I didn't notice this story when it appeared on Hackaday just over a year ago. I'm well aware this has all the hallmarks of devolving into an emacs vs vi battle. Yet, the story does raise some interesting points about the different kinds of comments. That some comments are worse than useless and others can have great value. Without further ado, here's the introduction:

Code documentation — is there anything more exciting than spending your time writing extensive comments? If I had to guess, your answer is probably somewhere along the lines of "uhm, yes, everything is more exciting than that". Plus, requesting to document your code is almost like an insult to your well thought out design, this beautiful creation you implemented so carefully that it just has to be obvious what is happening. Writing about it is just redundant, the code is all you need.

As a result, no matter if it's some open source side project or professional software development, code documentation usually comes in two flavors: absent and useless. The dislike for documenting ones code seems universal among programmers of any field or language, no matter where in the world they are. And it's understandable, after all, you're in it for the coding, implementing all the fun stuff. If you wanted to tell stories, you would have chosen a different path in life.

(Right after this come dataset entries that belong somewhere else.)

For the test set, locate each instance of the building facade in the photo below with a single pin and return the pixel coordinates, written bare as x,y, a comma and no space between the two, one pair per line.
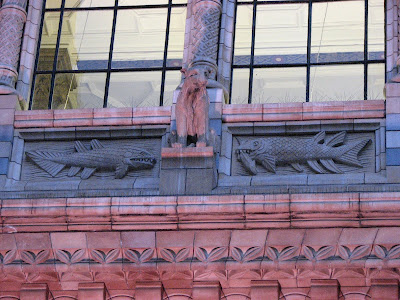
293,195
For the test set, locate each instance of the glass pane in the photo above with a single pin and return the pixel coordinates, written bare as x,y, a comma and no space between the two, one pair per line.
172,80
337,83
134,89
176,37
141,2
240,86
140,38
85,40
42,92
89,3
279,85
79,90
376,29
376,81
53,3
337,31
49,41
244,21
281,34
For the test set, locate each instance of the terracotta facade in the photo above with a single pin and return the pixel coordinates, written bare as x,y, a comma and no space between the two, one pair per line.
196,226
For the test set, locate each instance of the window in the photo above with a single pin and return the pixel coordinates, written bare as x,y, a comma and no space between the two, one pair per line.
312,50
108,53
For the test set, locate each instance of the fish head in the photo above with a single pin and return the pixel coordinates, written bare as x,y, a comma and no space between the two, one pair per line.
139,159
247,153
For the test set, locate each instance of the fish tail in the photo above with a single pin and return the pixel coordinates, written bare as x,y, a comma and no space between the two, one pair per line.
44,160
350,155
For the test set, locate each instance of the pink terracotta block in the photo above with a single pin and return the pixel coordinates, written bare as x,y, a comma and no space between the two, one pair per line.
101,113
151,120
242,118
26,115
187,152
112,121
33,124
162,111
6,116
84,113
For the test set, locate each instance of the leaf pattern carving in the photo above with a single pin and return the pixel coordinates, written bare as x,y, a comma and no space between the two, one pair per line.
215,254
32,259
67,258
137,257
251,254
286,254
105,258
171,256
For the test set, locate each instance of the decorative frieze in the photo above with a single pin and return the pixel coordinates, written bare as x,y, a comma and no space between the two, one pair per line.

This reluctance has even formed whole new paradigms and philosophies claiming how comments are actually harmful, and anyone trying to weasel their way out of it can now happily rehash all those claims. But, to exaggerate a bit, we're essentially villainizing information this way. While it is true that comments can be counterproductive, it's more the fundamental attitude towards them that causes the harm here.

In the end, code documentation is a lot like error handling, we are told early on how it's important and necessary, but we fail to understand why and instead grow to resent doing it again for that same old teacher, supervisor, or annoying teammate. But just like error handling, we are the ones who can actually benefit the most from it — if done right. But in order to do it right, we need to face some harsh truths and start admitting that there is no such thing as self-documenting code, and maybe we simply don't understand what we're actually doing if we can't manage to write a few words about it.

So let's burst some bubbles!

I found the rest of the story well worth the read. Highly recommended! I'll be the first to admit that the coding example has shortcomings. But it did serve as a concrete basis on which to launch the discussion.

In my experience, all too often I find myself updating code I'd written a year ago. Or 10 or 20 years ago. I've come to see the value of some of my comments. Especially those that remind me of what I was intending to accomplish in a certain code sequence and how I was accomplishing that goal. Some of my code is self-documenting. In other cases, I was so far into the weeds just trying to get it to work, that I just knew that a year or so later I'd not recall the details and would be furiously scratching my head trying to remember what I was doing and thinking. And in still other cases, I found comments that, although accurate, failed to be of any help!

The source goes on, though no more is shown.